Ah, the classic “Find the Divisibility Array of a String” problem! It’s like trying to figure out if your friend can actually count their change after a shopping spree. You know, the one who always claims they have enough money but ends up asking you for a dollar?

In this problem, you are given a string word that represents a non-negative integer, and an integer m. Your task is to determine for each prefix of the string whether it is divisible by m. If it is, you return 1, and if it isn’t, you return 0.

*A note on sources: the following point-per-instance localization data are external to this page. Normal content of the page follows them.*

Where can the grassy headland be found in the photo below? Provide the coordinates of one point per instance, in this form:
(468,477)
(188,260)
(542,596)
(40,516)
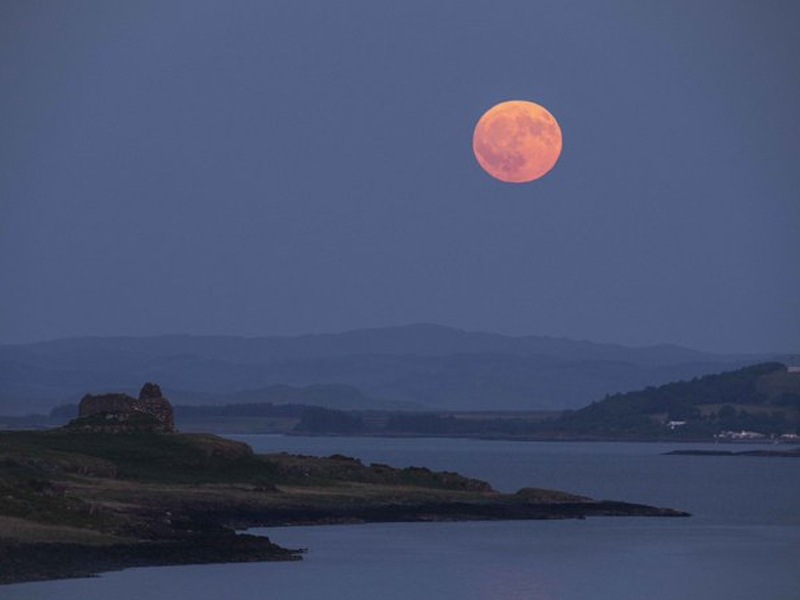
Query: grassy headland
(75,503)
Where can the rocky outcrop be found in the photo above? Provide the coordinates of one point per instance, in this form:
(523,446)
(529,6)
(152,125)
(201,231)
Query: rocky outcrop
(121,412)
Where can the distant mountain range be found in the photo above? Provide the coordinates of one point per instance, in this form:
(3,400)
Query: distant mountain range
(416,367)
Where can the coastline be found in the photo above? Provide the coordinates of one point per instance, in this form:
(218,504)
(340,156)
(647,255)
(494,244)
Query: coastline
(78,504)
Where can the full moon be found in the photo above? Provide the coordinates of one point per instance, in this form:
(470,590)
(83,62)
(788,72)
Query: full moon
(517,141)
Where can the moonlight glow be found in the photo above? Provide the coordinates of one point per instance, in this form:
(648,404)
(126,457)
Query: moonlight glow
(517,141)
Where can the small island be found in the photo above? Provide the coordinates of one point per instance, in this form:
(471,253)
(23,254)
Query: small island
(119,488)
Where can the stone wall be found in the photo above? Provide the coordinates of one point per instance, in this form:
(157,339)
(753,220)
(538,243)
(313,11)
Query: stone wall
(119,407)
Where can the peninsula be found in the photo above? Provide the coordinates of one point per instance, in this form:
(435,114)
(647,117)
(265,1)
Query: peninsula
(118,488)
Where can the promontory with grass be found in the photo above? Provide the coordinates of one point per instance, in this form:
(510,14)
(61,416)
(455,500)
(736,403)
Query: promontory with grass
(119,488)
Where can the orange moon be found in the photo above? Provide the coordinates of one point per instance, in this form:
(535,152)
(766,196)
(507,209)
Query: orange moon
(517,141)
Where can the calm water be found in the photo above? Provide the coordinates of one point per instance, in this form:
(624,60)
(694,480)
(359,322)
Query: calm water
(742,543)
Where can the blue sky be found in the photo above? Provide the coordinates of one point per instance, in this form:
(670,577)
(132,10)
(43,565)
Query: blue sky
(259,168)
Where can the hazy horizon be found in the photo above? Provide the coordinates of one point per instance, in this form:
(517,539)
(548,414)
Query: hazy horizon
(288,168)
(756,351)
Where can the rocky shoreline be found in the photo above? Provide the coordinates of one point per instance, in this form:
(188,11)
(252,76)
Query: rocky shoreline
(76,504)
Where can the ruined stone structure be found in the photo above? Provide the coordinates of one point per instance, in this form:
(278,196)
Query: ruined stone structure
(120,412)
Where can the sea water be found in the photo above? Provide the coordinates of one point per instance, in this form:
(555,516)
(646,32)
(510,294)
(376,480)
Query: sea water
(742,542)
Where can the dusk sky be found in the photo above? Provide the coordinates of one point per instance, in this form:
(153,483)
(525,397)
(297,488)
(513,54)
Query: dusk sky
(256,168)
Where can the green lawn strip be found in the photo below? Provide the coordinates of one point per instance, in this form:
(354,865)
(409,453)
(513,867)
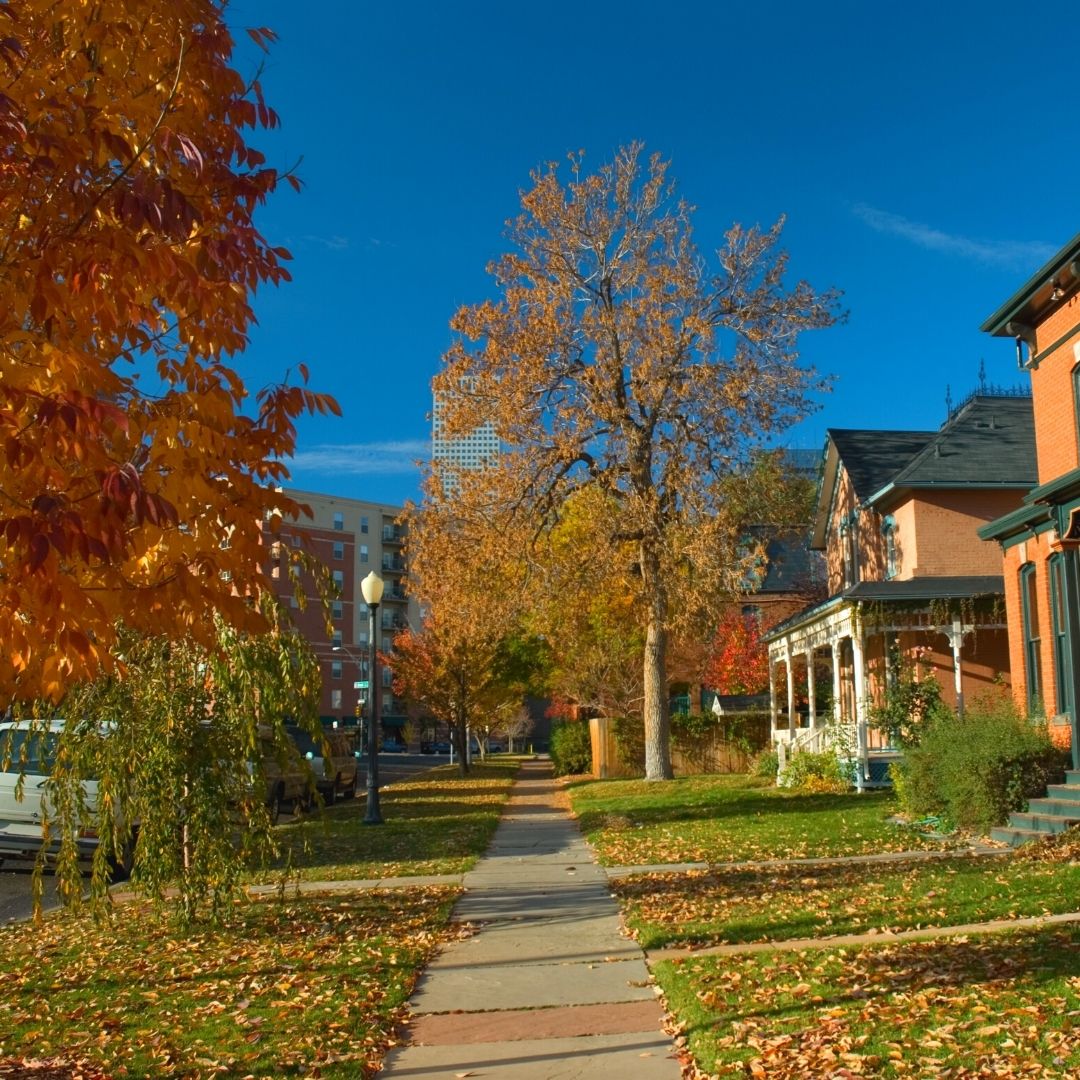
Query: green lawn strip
(439,822)
(721,907)
(287,987)
(989,1006)
(733,819)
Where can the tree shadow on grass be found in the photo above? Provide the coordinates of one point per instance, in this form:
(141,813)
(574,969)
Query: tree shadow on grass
(746,806)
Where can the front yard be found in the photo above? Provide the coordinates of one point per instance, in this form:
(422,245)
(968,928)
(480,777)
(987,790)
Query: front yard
(287,985)
(436,823)
(733,819)
(988,1004)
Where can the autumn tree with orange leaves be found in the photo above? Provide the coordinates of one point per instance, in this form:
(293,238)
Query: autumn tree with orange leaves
(135,468)
(618,356)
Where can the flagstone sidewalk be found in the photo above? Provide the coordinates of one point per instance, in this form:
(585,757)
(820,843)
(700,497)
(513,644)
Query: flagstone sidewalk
(547,987)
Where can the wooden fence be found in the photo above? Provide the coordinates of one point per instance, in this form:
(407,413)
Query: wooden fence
(717,753)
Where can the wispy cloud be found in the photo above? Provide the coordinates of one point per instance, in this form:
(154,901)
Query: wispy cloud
(362,458)
(334,243)
(1012,254)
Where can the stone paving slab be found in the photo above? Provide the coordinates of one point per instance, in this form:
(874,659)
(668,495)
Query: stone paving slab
(541,941)
(635,1056)
(529,985)
(523,1024)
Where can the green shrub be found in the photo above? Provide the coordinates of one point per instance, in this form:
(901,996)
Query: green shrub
(814,772)
(973,770)
(767,764)
(571,748)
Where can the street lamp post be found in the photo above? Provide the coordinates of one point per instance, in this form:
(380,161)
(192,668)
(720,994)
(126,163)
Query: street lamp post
(372,588)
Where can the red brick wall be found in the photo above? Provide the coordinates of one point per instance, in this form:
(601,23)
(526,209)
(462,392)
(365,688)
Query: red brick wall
(1036,550)
(1055,422)
(945,526)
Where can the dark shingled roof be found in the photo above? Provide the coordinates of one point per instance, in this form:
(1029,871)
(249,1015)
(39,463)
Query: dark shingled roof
(989,442)
(927,589)
(873,458)
(792,565)
(912,590)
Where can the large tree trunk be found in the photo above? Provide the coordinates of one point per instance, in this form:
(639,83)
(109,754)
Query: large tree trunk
(658,758)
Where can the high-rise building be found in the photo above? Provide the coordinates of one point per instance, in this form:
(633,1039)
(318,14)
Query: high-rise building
(351,538)
(477,449)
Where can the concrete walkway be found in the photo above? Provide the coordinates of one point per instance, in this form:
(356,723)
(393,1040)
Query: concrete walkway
(548,987)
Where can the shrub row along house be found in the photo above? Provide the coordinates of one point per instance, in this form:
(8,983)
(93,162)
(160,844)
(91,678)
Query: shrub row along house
(909,580)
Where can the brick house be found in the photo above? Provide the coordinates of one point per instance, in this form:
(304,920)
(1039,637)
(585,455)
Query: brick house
(1040,539)
(908,577)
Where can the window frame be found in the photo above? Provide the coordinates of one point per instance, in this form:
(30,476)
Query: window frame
(1033,642)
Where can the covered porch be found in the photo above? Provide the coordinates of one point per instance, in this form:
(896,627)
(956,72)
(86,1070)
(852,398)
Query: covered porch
(831,663)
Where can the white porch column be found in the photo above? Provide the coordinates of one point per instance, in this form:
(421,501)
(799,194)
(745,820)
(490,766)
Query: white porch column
(955,635)
(772,698)
(837,689)
(791,690)
(859,657)
(810,689)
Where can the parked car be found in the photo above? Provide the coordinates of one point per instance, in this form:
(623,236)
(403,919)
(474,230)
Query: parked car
(334,774)
(289,779)
(27,753)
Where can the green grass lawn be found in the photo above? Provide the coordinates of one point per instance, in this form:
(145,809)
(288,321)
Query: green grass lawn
(719,907)
(436,823)
(732,819)
(293,986)
(993,1006)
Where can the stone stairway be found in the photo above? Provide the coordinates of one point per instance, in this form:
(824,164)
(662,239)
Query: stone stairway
(1058,811)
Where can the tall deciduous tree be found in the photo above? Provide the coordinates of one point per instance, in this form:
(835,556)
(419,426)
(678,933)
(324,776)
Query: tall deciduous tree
(616,358)
(134,474)
(463,665)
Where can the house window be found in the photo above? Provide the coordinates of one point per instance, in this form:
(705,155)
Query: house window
(1076,397)
(847,548)
(1033,644)
(1063,660)
(889,531)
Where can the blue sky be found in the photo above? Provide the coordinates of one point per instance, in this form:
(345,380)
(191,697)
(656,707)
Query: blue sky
(922,153)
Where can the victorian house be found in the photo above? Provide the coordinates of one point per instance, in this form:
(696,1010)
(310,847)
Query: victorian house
(1040,538)
(908,578)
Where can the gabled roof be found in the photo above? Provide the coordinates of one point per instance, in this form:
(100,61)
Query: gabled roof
(987,443)
(1049,287)
(873,458)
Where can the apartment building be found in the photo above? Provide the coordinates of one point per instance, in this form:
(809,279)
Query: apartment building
(350,538)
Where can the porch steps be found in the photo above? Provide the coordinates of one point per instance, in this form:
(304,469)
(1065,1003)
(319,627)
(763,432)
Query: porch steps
(1060,810)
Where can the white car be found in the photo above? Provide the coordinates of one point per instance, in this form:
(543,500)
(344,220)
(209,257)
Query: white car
(27,751)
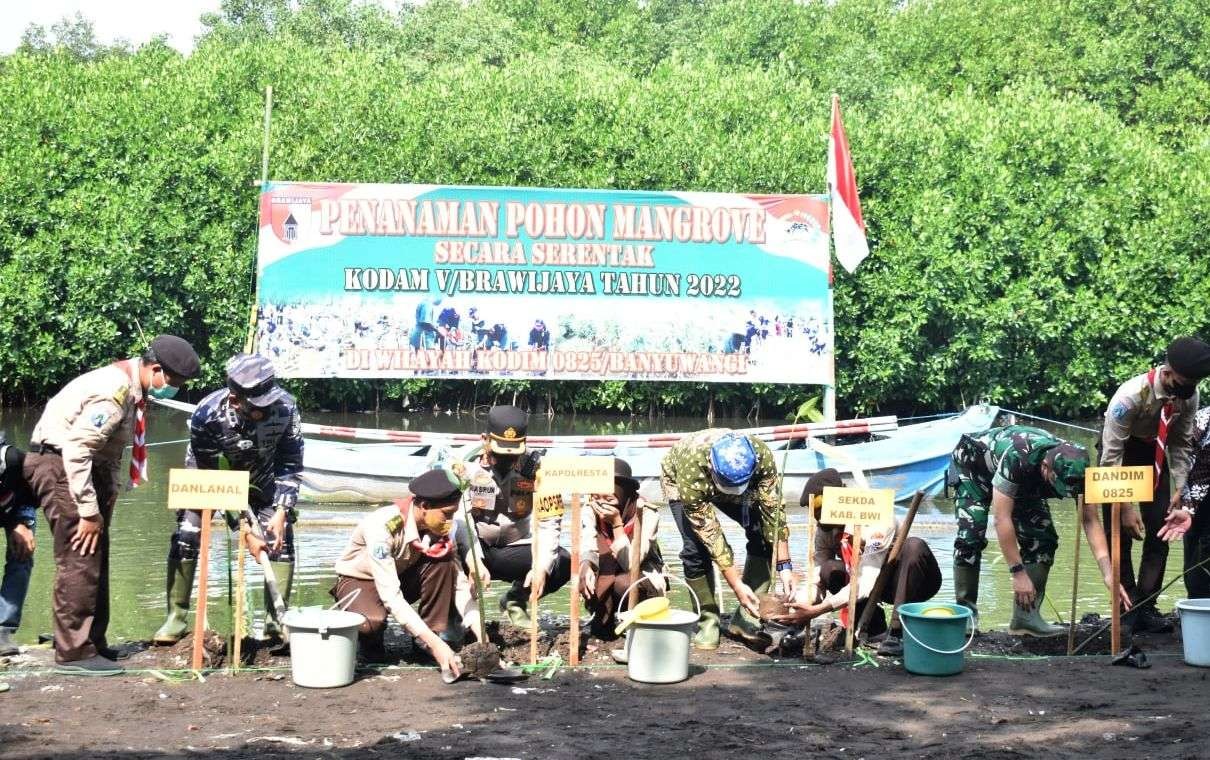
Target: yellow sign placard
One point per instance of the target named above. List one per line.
(576, 475)
(547, 506)
(225, 490)
(1111, 484)
(858, 506)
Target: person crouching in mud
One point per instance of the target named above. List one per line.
(402, 554)
(612, 530)
(915, 577)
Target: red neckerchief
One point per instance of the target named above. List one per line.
(436, 550)
(1165, 416)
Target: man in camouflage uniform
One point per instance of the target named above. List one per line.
(1012, 471)
(719, 471)
(254, 425)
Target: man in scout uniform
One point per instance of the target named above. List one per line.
(720, 471)
(915, 576)
(505, 534)
(253, 425)
(1150, 421)
(1010, 472)
(402, 554)
(74, 470)
(18, 517)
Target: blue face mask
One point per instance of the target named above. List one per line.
(162, 392)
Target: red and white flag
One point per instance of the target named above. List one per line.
(848, 230)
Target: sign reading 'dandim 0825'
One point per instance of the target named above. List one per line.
(401, 281)
(208, 489)
(858, 506)
(575, 475)
(1111, 484)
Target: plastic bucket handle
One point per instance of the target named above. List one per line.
(626, 594)
(903, 623)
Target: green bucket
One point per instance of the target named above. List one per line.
(934, 637)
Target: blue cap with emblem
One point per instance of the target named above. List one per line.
(251, 376)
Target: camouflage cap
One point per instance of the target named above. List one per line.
(1069, 461)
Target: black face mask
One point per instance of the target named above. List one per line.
(1182, 391)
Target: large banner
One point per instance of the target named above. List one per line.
(401, 281)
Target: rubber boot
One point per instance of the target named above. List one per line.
(758, 576)
(514, 604)
(966, 589)
(180, 587)
(1030, 622)
(284, 574)
(707, 637)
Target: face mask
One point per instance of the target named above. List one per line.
(165, 391)
(437, 524)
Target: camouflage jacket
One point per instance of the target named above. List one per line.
(685, 477)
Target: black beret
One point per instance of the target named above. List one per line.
(506, 430)
(1190, 357)
(437, 485)
(817, 482)
(177, 356)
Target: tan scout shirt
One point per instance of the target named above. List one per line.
(92, 421)
(1134, 412)
(380, 550)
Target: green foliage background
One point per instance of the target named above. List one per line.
(1035, 174)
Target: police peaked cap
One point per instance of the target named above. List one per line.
(1190, 357)
(506, 430)
(437, 485)
(828, 477)
(177, 356)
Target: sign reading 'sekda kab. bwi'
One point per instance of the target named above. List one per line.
(399, 281)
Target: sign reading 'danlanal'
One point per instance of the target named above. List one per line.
(858, 506)
(208, 489)
(1111, 484)
(576, 475)
(401, 281)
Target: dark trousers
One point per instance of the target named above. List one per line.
(513, 563)
(693, 553)
(81, 583)
(915, 577)
(1154, 550)
(428, 583)
(1197, 550)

So, if your friend had a string of numbers instead of coins, you’d be the one checking if they can actually buy that overpriced coffee!

Code Solution


class Solution {
  public int[] divisibilityArray(String word, int m) {
    int[] ans = new int[word.length()];
    long prevRemainder = 0;

    for (int i = 0; i < word.length(); ++i) {
      final long remainder = (prevRemainder * 10 + (word.charAt(i) - '0')) % m;
      ans[i] = remainder == 0 ? 1 : 0;
      prevRemainder = remainder;
    }

    return ans;
  }
}

Approach

The approach here is as straightforward as your friend’s math skills (or lack thereof). We maintain a running remainder as we iterate through each character of the string. For each character, we update the remainder based on the previous remainder and the current digit. If the remainder is zero, we mark that prefix as divisible by m.

Time and Space Complexity

Complexity Type	Complexity
Time Complexity	O(n), where n is the length of the string. We traverse the string once.
Space Complexity	O(n) for the output array that stores the results.

Real-World Example

Imagine you’re at a party, and everyone is trying to figure out how many slices of pizza each person can have without leaving anyone hungry. You keep track of the number of slices (like the digits in the string) and check if the total number of slices can be evenly divided among your friends (like checking divisibility by m). If it can, everyone gets a slice; if not, someone’s going to be left out, and you’ll have to deal with their hangry attitude!